We categorized the flexibility into quartiles and reanalysed the associations of flexibility quartiles with low muscle mass, low muscle strength and sarcopenia. In cross‐sectional analyses, compared with the lowest flexibility quartile, the highest flexibility quartile was associated with low muscle mass (OR, 0.46; 95% CI, 0.38–0.55; P < 0.001), low muscle strength (OR, 0.56; 95% CI, 0.49–0.65; P < 0.001) and sarcopenia (OR, 0.43; 95% CI, 0.33–0.56; P < 0.001) (Table S4 ). In longitudinal analyses, compared with the lowest flexibility quartile, the highest flexibility quartile was associated with incident low muscle strength (OR, 0.52; 95% CI, 0.35–0.76; P = 0.001) and sarcopenia (OR, 0.35; 95% CI, 0.19–0.66; P = 0.001), but not incident low muscle mass (OR, 0.94; 95% CI, 0.47–1.93; P = 0.873) (Table S5 ). These results were consistent with previous results, which categorized flexibility into tertile.
The results of linear regression showed that each standard deviation increase in baseline flexibility was positively associated with ALM (β, 0.14; 95% CI, 0.10–0.17; P < 0.001), SMI (β, 0.05; 95% CI, 0.04–0.06; P < 0.001) and HGS (β, 0.86; 95% CI, 0.73–0.99; P < 0.001) (Table S6 ); each standard deviation increase in baseline flexibility was positively associated with 4‐year changes in ALM (β, 0.06; 95% CI, 0.02–0.09; P = 0.005), 4‐year changes in SMI (β, 0.02; 95% CI, 0.00–0.03; P = 0.013) and 4‐year changes in HGS (β, 0.34; 95% CI, 0.07–0.61; P = 0.013) (Table S7 ); every 1‐cm increase in flexibility was positively associated with 4‐year changes in HGS (β, 0.12; 95% CI, 0.08–0.16; P < 0.001), but not 4‐year changes in ALM (β, 0.00; 95% CI, 0.00–0.01; P = 0.595) and 4‐year changes in SMI (β, 0.001; 95% CI, −0.002 to 0.003; P = 0.619) (Table S8 ).
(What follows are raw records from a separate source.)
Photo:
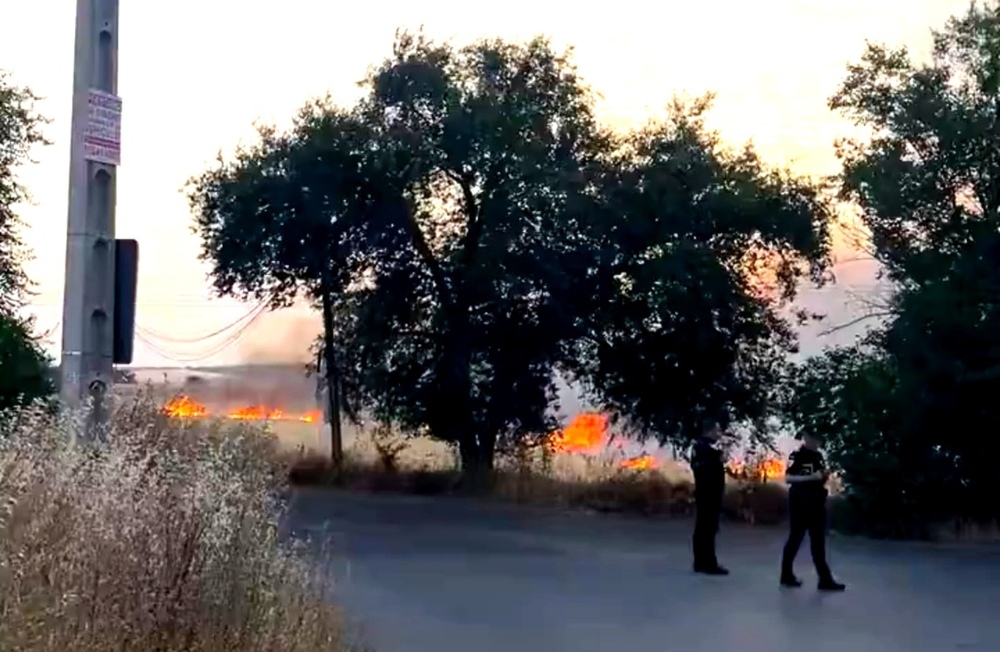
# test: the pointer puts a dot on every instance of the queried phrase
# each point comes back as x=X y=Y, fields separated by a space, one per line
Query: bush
x=165 y=539
x=25 y=376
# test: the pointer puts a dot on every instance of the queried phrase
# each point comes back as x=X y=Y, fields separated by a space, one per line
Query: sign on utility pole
x=95 y=153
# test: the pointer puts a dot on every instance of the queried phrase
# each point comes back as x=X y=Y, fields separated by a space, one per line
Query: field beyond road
x=451 y=575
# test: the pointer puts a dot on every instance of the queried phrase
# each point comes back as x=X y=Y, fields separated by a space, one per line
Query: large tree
x=24 y=364
x=286 y=217
x=461 y=331
x=927 y=181
x=703 y=248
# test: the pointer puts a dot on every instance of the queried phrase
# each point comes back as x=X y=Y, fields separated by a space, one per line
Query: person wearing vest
x=806 y=477
x=709 y=488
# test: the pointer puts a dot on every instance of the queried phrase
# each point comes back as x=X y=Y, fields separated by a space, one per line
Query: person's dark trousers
x=706 y=526
x=807 y=518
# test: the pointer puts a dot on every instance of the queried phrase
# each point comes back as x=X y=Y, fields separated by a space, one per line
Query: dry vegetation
x=380 y=463
x=165 y=539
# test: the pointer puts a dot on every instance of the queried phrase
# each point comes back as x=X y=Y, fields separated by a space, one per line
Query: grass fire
x=185 y=407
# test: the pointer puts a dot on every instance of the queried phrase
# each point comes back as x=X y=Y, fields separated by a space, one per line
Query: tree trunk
x=332 y=383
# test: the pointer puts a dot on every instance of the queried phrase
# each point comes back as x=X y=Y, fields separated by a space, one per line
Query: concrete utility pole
x=95 y=151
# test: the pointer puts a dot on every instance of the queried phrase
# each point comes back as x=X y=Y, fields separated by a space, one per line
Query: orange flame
x=256 y=413
x=183 y=407
x=585 y=432
x=760 y=470
x=641 y=463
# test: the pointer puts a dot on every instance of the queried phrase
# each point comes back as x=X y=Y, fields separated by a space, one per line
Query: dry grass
x=595 y=483
x=165 y=539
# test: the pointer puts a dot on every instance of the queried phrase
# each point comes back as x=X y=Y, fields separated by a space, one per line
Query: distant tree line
x=911 y=410
x=469 y=230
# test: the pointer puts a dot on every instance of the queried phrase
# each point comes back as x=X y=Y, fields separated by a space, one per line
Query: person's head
x=812 y=442
x=711 y=430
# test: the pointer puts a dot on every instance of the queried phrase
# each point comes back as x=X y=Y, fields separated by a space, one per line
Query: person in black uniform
x=709 y=487
x=806 y=477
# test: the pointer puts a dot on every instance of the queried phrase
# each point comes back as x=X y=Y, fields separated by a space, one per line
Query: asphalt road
x=446 y=575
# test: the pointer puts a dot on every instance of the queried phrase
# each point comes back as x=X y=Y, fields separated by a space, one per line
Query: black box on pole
x=126 y=282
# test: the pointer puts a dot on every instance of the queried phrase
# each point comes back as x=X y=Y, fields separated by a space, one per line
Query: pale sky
x=196 y=74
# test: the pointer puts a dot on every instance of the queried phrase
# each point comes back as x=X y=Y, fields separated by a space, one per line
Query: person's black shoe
x=790 y=581
x=711 y=570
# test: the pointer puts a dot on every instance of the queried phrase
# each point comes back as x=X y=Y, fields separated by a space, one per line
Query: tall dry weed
x=165 y=538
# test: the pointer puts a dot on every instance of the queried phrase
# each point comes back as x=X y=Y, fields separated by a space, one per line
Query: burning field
x=185 y=407
x=587 y=435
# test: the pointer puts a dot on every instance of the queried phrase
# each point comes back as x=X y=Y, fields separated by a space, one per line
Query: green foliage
x=461 y=331
x=282 y=218
x=20 y=131
x=702 y=248
x=912 y=417
x=24 y=376
x=473 y=231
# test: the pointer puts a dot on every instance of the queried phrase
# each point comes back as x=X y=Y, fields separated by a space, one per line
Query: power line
x=250 y=315
x=203 y=355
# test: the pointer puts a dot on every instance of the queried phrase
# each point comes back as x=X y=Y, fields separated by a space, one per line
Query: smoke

Table S9 shows the associations between baseline flexibility and 4‐year changes in METs consumed by physical activity. Compared with low flexibility, high flexibility was positively associated with 4‐year changes in METs (β, 5.70; 95% CI, 0.08–11.33; P = 0.047).
Discussion
To the best of our knowledge, this was the first study to examine the associations of flexibility and changes in flexibility with the development of low muscle mass, low muscle strength and sarcopenia. In the cross‐sectional analyses, we found that compared with low flexibility, high flexibility was inversely associated with low muscle mass, low muscle strength and sarcopenia, and these associations were consistent across different age groups, sex and physical activity levels. In the longitudinal analyses, we found that participants with high baseline flexibility had lower risk of incident low muscle strength and sarcopenia, but not incident low muscle mass. Moreover, every 1‐cm increase in flexibility during 4 years was associated with reduced risk of the development of low muscle mass, low muscle strength and sarcopenia.
Only a few studies have investigated the associations between flexibility and sarcopenia, and these studies were cross‐sectional designs. 16 , 17 , 18 Han et al. found that flexibility was positively associated with SMI in 878 individuals aged over 65. 17 Wiśniowska‐Szurlej et al. reported that flexibility was positively associated with HGS in 209 older participants aged over 65. 18 Meng et al. found that flexibility was inversely associated with sarcopenia in 857 community residents aged over 65. 16 Our cross‐sectional analyses confirmed these previous findings in a relatively large sample. We further proved that these associations were maintained in different subgroups of age, sex and physical activity level. These findings suggested that the cross‐sectional associations between flexibility and sarcopenia were not affected by age, sex and physical activity.
Furthermore, our longitudinal analyses found that participants with high baseline flexibility were less likely to have incident low muscle strength and sarcopenia than participants with low flexibility after 4 years, which suggested that the connections between flexibility and sarcopenia were likely to be causal. It highlighted the value of cross‐sectional assessment of flexibility for preventing incident low muscle strength and sarcopenia in old people. The reason why baseline flexibility was associated with incident low muscle strength but not incident low muscle mass might be that the decline rate of muscle strength was faster than the decline rate of muscle mass during the aging process. Studies reported that annualized rates of leg strength decline were about three times greater than the rates of loss of leg lean mass. 25 Our data also showed that 364 participants developed low muscle strength but only 89 participants developed low muscle mass after 4 years. These findings suggested that the effect size of risk factors on incident low muscle strength might be larger than on incident low muscle mass. In addition, the sample size of the longitudinal analyses was relatively small, and the P value for the prospective associations between baseline flexibility and low muscle mass was nearly significant (P = 0.076). These non‐significant associations might attribute to insufficient statistical power. In addition, we found that baseline flexibility was associated with 4‐year changes in SMI and HGS in the sensitivity analyses. A recent study also revealed that 2 weeks of passive stretching (with a frequency of 15 min/day for 5 days/week) prevented muscle loss in senescence‐accelerated mouse models. 26
The current results also found that increased flexibility during 4 years was associated with incident low muscle mass, low muscle strength and sarcopenia. Our findings suggested that maintaining high flexibility and monitoring the dynamic change of flexibility are both helpful in preventing sarcopenia.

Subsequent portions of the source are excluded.